Consumer food waste patterns are changing as the uptake of GLP-1 medications like Wegovy, Mounjaro, and Ozempic increases, experts in the space say.
The drugs, which suppress appetite and shift food consumption behaviors, may lead consumers to purchase and ultimately waste less food, said Brian Roe, a professor at the Ohio State University’s Department of Agricultural, Environmental, and Development Economics.
“I think it's going to be net positive,” for reduction efforts Roe said on a ReFed webinar hosted May 22. “If you bring less food into your home, and even if you keep the same fraction of waste … the total amount of waste would be less.”
About one in eight U.S. adults have used a GLP-1 medication, according to a Kaiser Family Foundation poll published last year. Health industry experts expect that number to rise as public awareness increases and the drugs are approved for more uses.
Roe, who leads the Ohio State Food Waste Collaborative and other research efforts supported by the National Science Foundation, published a study on changing food consumption behaviors for GLP-1 users in 2024.
The study found that a quarter of patients reported an increase in their food waste generated, while 61% did not report an increase in food waste generated. The study also indicated that patients who have been on GLP-1 drugs longer are more likely to report reduced food waste generation.
The study did not track the total amount of food waste generated by households, limiting the researchers' insight into GLP-1's impact on municipal organic waste levels. They also noted that future studies could take a closer look at how messaging toward patients taking GLP-1s impacts their food waste levels.
The research comes as the U.S. struggles to meet a national goal, set by the EPA in 2015, to halve food waste per capita by 2030. ReFed estimated that about 442 pounds of food per capita were wasted in the U.S. in 2023, per a report it published in February. The food waste solutions nonprofit said that total wasted food in 2023 equaled the amount wasted in 2016, the baseline year for the EPA’s goal.
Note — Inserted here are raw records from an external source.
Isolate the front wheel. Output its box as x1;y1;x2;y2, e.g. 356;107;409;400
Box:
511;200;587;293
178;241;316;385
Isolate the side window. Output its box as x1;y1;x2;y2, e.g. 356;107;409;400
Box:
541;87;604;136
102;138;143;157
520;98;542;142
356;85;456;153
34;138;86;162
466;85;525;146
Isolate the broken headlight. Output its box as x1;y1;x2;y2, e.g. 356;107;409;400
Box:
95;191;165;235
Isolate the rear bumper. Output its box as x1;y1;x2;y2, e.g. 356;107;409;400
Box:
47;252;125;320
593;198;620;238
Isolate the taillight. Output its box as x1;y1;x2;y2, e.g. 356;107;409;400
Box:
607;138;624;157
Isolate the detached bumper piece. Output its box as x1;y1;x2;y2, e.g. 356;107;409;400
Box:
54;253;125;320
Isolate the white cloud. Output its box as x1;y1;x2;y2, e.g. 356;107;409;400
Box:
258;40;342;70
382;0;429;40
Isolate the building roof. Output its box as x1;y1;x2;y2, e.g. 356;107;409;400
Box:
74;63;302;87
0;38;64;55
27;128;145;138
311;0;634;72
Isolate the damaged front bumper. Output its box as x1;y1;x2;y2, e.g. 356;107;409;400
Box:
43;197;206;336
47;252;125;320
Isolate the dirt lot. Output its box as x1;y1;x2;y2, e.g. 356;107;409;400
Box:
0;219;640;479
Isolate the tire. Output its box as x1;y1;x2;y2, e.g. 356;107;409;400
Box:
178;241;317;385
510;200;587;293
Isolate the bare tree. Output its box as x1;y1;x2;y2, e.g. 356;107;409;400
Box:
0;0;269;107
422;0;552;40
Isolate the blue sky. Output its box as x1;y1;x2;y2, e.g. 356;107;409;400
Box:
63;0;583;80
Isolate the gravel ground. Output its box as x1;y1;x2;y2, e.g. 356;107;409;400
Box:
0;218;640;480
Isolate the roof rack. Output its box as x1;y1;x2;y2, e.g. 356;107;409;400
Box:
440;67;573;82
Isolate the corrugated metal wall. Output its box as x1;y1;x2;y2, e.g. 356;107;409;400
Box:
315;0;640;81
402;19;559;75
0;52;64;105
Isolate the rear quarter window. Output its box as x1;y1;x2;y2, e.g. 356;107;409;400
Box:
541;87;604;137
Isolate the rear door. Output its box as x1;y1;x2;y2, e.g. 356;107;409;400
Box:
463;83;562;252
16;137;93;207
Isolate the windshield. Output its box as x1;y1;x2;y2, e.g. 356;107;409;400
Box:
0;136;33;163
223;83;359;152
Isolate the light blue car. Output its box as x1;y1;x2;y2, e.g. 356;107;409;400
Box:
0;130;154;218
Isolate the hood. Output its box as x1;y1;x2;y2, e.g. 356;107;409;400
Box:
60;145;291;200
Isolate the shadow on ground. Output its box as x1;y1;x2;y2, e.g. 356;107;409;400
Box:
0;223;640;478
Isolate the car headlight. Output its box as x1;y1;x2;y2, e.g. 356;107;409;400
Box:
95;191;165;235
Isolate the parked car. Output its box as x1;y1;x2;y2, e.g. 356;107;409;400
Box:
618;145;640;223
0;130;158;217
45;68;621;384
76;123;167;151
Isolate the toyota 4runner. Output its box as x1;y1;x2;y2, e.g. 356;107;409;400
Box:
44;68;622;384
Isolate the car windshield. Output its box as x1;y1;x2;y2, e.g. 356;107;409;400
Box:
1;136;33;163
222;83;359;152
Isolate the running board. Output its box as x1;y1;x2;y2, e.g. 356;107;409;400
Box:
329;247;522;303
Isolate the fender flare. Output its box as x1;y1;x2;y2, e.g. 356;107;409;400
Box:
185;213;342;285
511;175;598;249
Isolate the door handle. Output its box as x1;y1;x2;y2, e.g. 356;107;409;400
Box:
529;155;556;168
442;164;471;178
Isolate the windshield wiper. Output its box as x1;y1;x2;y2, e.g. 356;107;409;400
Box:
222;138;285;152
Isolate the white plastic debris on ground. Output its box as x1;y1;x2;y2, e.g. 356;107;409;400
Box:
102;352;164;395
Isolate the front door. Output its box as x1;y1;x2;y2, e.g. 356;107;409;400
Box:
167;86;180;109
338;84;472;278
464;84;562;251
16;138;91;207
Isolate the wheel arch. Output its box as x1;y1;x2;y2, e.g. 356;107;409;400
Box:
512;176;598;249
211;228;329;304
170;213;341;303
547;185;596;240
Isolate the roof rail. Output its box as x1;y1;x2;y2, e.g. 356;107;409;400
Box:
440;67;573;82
In addition to generating less food waste, participants in Roe’s study also reported wasting fewer fruits and vegetables, shifting the composition of their organic waste output. GLP-1 medication users also gravitate away from fast food and high-sugar, high-fat foods.
Taken together, the early research suggests that the medications could alter food waste, reduce per-person food demand and change the mix of food demand, according to Roe.
“These novel medications really do hold potential impact for global health and big things for the global system,” he said. “These could have big changes on the system of sustainability.”
Sara Burnett, executive director of ReFed, said stakeholders across the food supply chain should also consider the implications of the group of medications. That ranges from restaurants serving smaller portion sizes to a decline in demand for certain commodity crops.
“Overall supply-demand is going to change,” Burnett said.
ReFed is currently studying the impact of portion size changes in restaurants with Georgetown University. Roe said he would also repeat the questionnaire he ran last year to gather more data on the impact of GLP-1 medications on food waste moving forward.